Overfitting - the model fits training data very well but does not generalize, so validation/test performance is worse.
epochs = np.arange(1, num_epochs + 1)
plt.figure(figsize=(7, 4))
plt.plot(epochs, history["train_loss"], label="Train loss")
plt.plot(epochs, history["val_loss"], label="Validation loss")
plt.xlabel("Epoch")
plt.ylabel("Loss")
plt.title("Training and validation loss")
plt.legend()
plt.show()
plt.figure(figsize=(7, 4))
plt.plot(epochs, history["train_acc"], label="Train accuracy")
plt.plot(epochs, history["val_acc"], label="Validation accuracy")
plt.xlabel("Epoch")
plt.ylabel("Accuracy")
plt.title("Training and validation accuracy")
plt.legend()
plt.show()
10) Final evaluation on test set#
We also need to evaluate how our model will perform on new, unseen data. Therefore, we have the test dataset. We can generate metrics derived from the prediction values of the model and the actual labels of the patients.
test_loss, test_acc, test_probs, test_preds, test_targets = evaluate(
model, test_loader, criterion, device
)
print(f"Test loss: {test_loss:.4f}")
print(f"Test accuracy: {test_acc:.4f}")
print("\nClassification report:")
print(classification_report(test_targets, test_preds, target_names=data.target_names))
Test loss: 0.1151
Test accuracy: 0.9561
Classification report:
precision recall f1-score support
malignant 0.93 0.95 0.94 42
benign 0.97 0.96 0.97 72
accuracy 0.96 114
macro avg 0.95 0.96 0.95 114
weighted avg 0.96 0.96 0.96 114
cm = confusion_matrix(test_targets, test_preds)
disp = ConfusionMatrixDisplay(confusion_matrix=cm, display_labels=data.target_names)
disp.plot(cmap="Blues", values_format="d")
plt.title("Test Confusion Matrix")
plt.show()
fpr, tpr, thresholds = roc_curve(test_targets.ravel(), test_probs.ravel())
roc_auc = auc(fpr, tpr)
plt.figure()
plt.plot(fpr, tpr, label=f"ROC (AUC = {roc_auc:.3f})")
plt.plot([0, 1], [0, 1], linestyle="--", label="Random")
plt.xlabel("False Positive Rate")
plt.ylabel("True Positive Rate")
plt.title("ROC Curve (Test Set)")
plt.legend()
plt.show()
p = test_probs.ravel()
y = test_targets.ravel()
plt.figure()
plt.hist(p[y == 0], bins=20, alpha=0.7, label=f"{data.target_names[0]}")
plt.hist(p[y == 1], bins=20, alpha=0.7, label=f"{data.target_names[1]}")
plt.axvline(0.5, linestyle="--", label="threshold = 0.5", c='black')

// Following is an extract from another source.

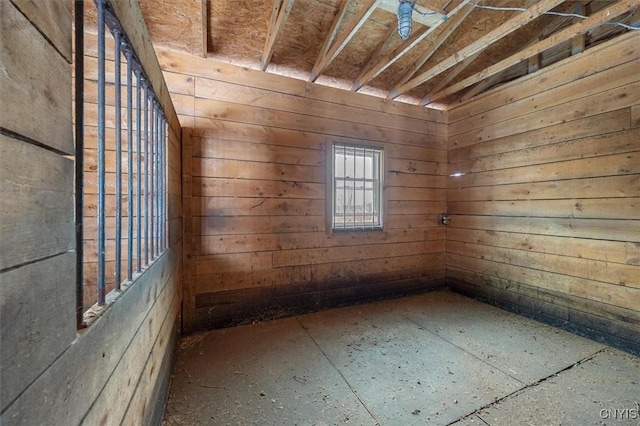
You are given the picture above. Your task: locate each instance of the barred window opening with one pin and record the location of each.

plt.xlabel("Predicted probability")
plt.ylabel("Count")
plt.title("Test predicted probabilities by class")
plt.legend()
plt.show()
Exercise 1: What happens if you change the learning rate ? For example, try out 1e-2, 1e-6, 1e-10.

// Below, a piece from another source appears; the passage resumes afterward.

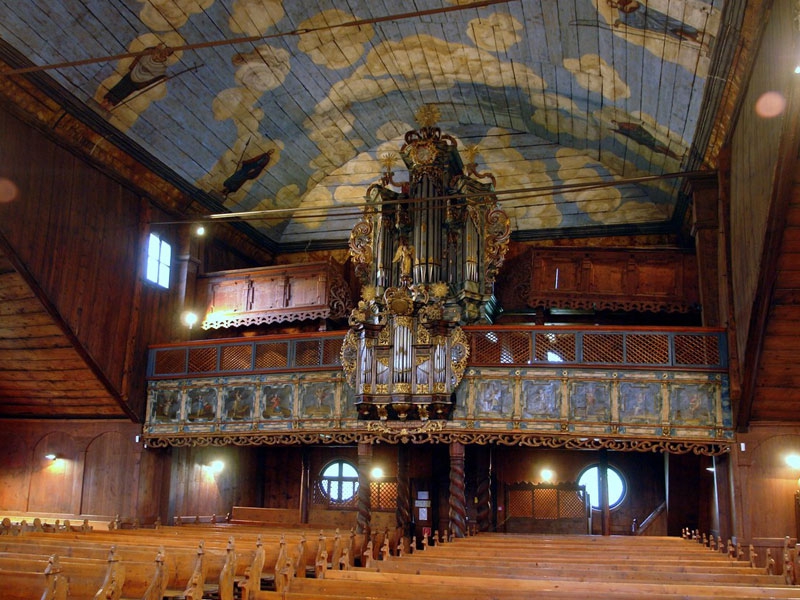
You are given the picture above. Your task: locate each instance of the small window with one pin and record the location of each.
(339, 481)
(159, 256)
(590, 477)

Exercise 2: Adapt the epochs also in regard to changed learning rates. When do you think your model finishes learning ?
Exercise 3: Change the network architecture. Add or remove linear layers, change dropout rates and activation functions. How does the behaviour of the model change ?
Exercise 4: (Optional) Implement you a 5-fold cross-validation training loop and see check how variable your results are across different splits of the data. (You may ask bob for help.)